- Conduct Bradford Analysis between 10 nM Proteinase K and AuNP fibers
The detailed protocol can be found in this notebook entry by Dr. Hartings.
- AuNP Fibers Preparation
- 7 eppendorf tubes with AuNP were centrifuged at 1500RPM for 1 min.
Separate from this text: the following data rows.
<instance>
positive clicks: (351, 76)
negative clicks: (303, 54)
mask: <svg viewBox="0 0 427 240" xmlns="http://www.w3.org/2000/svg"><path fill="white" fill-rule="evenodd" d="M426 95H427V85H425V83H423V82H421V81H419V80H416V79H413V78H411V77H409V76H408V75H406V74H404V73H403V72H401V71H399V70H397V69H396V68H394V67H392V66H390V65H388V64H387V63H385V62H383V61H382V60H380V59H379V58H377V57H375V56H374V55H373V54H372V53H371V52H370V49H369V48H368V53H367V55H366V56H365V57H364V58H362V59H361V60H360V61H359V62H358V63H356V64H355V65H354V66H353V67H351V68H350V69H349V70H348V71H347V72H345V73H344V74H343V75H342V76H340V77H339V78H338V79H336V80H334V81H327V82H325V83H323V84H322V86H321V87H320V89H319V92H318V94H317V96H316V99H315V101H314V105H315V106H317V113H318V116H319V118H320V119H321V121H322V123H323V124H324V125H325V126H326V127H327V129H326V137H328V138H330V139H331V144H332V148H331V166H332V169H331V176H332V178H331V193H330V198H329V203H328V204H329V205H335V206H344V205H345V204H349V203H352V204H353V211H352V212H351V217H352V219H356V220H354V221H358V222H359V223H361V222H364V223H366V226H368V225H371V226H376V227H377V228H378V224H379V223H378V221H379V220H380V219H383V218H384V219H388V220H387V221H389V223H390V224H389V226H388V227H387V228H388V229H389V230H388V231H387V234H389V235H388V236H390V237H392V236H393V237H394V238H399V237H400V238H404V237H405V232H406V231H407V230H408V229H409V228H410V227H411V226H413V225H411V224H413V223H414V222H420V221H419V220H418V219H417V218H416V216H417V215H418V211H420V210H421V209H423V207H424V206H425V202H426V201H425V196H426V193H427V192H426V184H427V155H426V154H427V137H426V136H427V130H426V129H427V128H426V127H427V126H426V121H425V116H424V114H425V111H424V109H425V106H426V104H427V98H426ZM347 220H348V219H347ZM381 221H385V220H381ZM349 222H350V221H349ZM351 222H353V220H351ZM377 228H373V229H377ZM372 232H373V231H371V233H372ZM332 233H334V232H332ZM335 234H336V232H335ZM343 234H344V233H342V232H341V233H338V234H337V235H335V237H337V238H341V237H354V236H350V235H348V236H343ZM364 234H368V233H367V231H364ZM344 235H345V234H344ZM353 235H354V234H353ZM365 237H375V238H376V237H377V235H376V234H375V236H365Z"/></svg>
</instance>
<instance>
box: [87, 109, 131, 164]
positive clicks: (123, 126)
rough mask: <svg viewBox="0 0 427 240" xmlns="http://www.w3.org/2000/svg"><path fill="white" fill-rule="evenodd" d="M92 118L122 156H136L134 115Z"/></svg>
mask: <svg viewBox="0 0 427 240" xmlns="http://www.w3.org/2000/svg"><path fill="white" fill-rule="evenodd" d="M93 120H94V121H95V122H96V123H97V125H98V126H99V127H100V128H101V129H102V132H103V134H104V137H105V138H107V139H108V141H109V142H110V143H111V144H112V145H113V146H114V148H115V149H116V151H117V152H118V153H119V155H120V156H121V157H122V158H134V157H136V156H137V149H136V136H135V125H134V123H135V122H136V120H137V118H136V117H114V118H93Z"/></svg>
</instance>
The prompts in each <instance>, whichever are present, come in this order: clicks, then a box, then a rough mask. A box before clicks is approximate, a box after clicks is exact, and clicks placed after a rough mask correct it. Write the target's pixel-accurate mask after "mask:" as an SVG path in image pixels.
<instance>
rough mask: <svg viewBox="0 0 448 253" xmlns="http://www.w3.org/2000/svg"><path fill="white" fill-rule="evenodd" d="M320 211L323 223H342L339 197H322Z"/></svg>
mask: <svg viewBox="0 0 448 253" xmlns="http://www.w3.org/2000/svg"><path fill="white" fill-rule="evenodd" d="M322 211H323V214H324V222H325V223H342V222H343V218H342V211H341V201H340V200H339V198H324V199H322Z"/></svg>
- Their supernatant was aspirated
- Protinase K 1 μM Preparation
- (0.00121g)(1mol/28900g)(1/0.001L)=41868 nM Proteinase K
- M1V1 = M2V2 => (41868 nM)*(V1) = (10nM)*(1mL) => V1 = 0.238843 uL
- Dilution to 10nm
- M1V1 = M2V2 => (41868 nM)*(0.1mL) = (x)*(10mL) => M2 = 418.685 nm
- M1V1 = M2V2 => (418.68 nM)*(V1) = (10nM)*(1mL) => V1 = 23.9 uL (976.1 uL of buffer needed to make 1mL)
- 14 samples (7 with fibers, 7 blanks without fibers) were incubated in a 37°C shaking water bath for 10 minutes, 15 minutes, 30 minutes, 45 minutes, 1 hrs, 1.5 hrs, and 2 hrs each.
- Bradford Analysis
- At each time point, the samples were taken out of the water bath and centrifuged at 13500 RPM for 1 minute.
- 750 μL of each sample and blank was placed in a plastic cuvette with 600 μL of pre-mixed Bradford dilution and 1650 μL of buffer.
- Samples were run from 400nm to 800nm on UV-Vis.
This graph shows the absorbance of the 10nm Proteinase K samples from 400nm to 800nm. These are corrected with their blanks.
This is the peak absorption vs time curve of 10nm Proteinase K digestion.